Plan national de vie étudiante : des mesures utiles mais le gouvernement doit revoir ses ambitions à la hausse

 

Lundi 6 juillet 2015, la Ministre de l’Education nationale et de l’Enseignement Supérieur et le Secrétaire d’Etat à l’Enseignement supérieur et à la recherche se sont vus remettre le rapport présentant les conclusions des groupes de travail du Plan national de vie étudiante (PNVE). Il avait été annoncé par Najat Vallaud-Belkacem à l’occasion du 84ème congrès de l’UNEF à Nantes le 9 avril dernier.

L’UNEF condamne le cadre budgétaire contraint de ce PNVE, qui écarte pour l’instant tout nouvel investissement dans le système de bourse, mais salue tout de même certaines propositions du rapport qui seront utiles pour lutter conte la précarité et que le gouvernement doit rapidement mettre en place.

L’UNEF se félicite également de l’annonce du gel des frais d’inscription qu’elle avait réclamé et qui évite d’augmenter davantage le coût de la vie des étudiants à la rentrée.

 

Le PNVE doit répondre à la précarité croissante des étudiants

Alors que les étudiants, même boursiers, ont perdu en pouvoir d’achat depuis le début du mandat de François Hollande, la rentrée prochaine s’annonce comme la plus difficile depuis longtemps. Sans nouvel investissement dans le système de bourse, et face à l’aggravation de la crise sociale, les étudiants vivront moins bien à la rentrée 2015.

Le PNVE ne doit pas être un plan à zéro euros. Il ne serait pas acceptable que les étudiants payent les conséquences de l’austérité.
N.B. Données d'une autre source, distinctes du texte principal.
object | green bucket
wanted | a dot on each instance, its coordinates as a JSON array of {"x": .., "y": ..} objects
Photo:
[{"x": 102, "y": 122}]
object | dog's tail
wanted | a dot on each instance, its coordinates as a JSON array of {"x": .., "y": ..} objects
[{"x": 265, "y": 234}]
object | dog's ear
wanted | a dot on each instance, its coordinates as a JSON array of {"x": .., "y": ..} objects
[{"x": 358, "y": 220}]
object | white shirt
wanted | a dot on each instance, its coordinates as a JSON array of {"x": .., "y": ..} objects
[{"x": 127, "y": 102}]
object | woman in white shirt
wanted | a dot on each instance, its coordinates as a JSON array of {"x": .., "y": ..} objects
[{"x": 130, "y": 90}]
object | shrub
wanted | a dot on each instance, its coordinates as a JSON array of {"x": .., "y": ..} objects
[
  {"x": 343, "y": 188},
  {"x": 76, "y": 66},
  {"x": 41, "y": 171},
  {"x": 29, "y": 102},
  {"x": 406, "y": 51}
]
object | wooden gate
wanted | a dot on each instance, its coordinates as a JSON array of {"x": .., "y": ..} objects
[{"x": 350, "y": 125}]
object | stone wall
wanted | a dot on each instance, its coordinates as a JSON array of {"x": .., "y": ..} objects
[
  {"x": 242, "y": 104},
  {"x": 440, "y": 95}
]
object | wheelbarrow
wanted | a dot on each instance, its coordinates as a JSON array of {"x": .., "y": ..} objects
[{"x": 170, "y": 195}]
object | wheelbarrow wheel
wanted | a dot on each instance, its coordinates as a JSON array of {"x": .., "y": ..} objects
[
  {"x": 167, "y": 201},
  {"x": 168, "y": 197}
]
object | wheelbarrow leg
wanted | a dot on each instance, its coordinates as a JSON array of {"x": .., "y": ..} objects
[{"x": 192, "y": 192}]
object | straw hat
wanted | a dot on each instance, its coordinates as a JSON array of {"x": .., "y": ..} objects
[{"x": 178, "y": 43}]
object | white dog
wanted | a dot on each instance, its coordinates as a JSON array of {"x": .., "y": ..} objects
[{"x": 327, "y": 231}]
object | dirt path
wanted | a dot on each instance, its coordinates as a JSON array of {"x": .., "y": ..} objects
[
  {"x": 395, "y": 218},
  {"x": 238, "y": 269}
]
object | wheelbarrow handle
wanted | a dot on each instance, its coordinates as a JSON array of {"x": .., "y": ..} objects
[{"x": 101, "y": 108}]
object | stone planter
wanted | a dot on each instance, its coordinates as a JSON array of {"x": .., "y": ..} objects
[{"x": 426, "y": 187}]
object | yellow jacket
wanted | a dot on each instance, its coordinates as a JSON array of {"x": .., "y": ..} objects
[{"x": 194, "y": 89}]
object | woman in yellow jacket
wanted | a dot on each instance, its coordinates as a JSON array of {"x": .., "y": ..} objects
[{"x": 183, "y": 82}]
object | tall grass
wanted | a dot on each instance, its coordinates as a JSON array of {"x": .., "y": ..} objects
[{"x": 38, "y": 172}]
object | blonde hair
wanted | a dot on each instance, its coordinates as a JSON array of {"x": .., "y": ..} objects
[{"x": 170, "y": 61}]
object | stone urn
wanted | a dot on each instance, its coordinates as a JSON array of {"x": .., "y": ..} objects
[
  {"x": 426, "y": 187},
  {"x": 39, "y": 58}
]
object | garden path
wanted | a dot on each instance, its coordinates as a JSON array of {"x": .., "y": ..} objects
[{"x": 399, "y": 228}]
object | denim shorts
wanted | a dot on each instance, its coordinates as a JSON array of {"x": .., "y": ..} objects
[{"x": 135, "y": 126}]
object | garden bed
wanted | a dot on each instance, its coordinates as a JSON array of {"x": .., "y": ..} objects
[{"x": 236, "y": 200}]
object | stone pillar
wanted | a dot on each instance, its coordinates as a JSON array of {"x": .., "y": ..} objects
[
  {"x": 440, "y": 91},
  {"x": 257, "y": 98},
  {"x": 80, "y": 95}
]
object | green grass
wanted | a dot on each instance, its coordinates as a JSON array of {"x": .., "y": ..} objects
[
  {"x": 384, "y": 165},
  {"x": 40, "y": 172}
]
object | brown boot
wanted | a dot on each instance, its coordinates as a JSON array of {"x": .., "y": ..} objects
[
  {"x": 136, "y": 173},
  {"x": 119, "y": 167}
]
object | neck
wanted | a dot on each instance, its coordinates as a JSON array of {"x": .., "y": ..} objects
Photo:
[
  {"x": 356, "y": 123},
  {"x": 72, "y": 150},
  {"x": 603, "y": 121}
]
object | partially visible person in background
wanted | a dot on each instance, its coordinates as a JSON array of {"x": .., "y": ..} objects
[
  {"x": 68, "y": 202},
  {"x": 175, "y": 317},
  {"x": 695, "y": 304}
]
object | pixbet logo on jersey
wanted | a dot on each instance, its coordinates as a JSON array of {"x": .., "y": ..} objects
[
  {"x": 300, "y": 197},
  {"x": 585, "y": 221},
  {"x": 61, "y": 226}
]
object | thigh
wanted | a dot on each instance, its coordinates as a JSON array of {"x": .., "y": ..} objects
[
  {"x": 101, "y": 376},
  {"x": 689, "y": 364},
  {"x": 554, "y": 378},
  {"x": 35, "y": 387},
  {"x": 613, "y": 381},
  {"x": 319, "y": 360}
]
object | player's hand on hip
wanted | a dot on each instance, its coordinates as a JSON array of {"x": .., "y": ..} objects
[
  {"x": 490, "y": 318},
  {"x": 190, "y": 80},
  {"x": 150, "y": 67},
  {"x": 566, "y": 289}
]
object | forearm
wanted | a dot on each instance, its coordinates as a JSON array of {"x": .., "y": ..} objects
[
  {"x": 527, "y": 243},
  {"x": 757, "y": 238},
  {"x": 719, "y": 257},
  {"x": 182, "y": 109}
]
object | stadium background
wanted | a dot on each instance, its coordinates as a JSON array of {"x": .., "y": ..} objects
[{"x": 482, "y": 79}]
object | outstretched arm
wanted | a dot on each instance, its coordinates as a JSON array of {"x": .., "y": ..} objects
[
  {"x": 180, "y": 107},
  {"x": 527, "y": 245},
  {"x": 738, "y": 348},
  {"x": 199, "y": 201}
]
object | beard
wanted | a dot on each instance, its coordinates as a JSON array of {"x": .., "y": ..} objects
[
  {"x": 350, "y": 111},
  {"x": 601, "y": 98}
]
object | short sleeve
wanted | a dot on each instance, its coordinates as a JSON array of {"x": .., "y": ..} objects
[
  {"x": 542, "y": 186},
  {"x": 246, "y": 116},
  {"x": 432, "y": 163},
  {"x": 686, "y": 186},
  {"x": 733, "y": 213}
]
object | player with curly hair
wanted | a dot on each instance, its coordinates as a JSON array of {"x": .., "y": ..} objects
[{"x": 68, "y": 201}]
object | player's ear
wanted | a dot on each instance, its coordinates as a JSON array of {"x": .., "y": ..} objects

Un nouvel investissement dans le système de bourse doit permettre de :

–          Faire entrer 100 000 boursiers supplémentaires dans le système afin que tous les étudiants dont les parents ont un revenu inférieur au revenu médian soient boursiers.

–          Revaloriser les bourses d’au moins 2,5%, correspondant à l’augmentation nécessaire pour rattraper la perte de pouvoir d’achat des étudiants depuis le début du quinquennat.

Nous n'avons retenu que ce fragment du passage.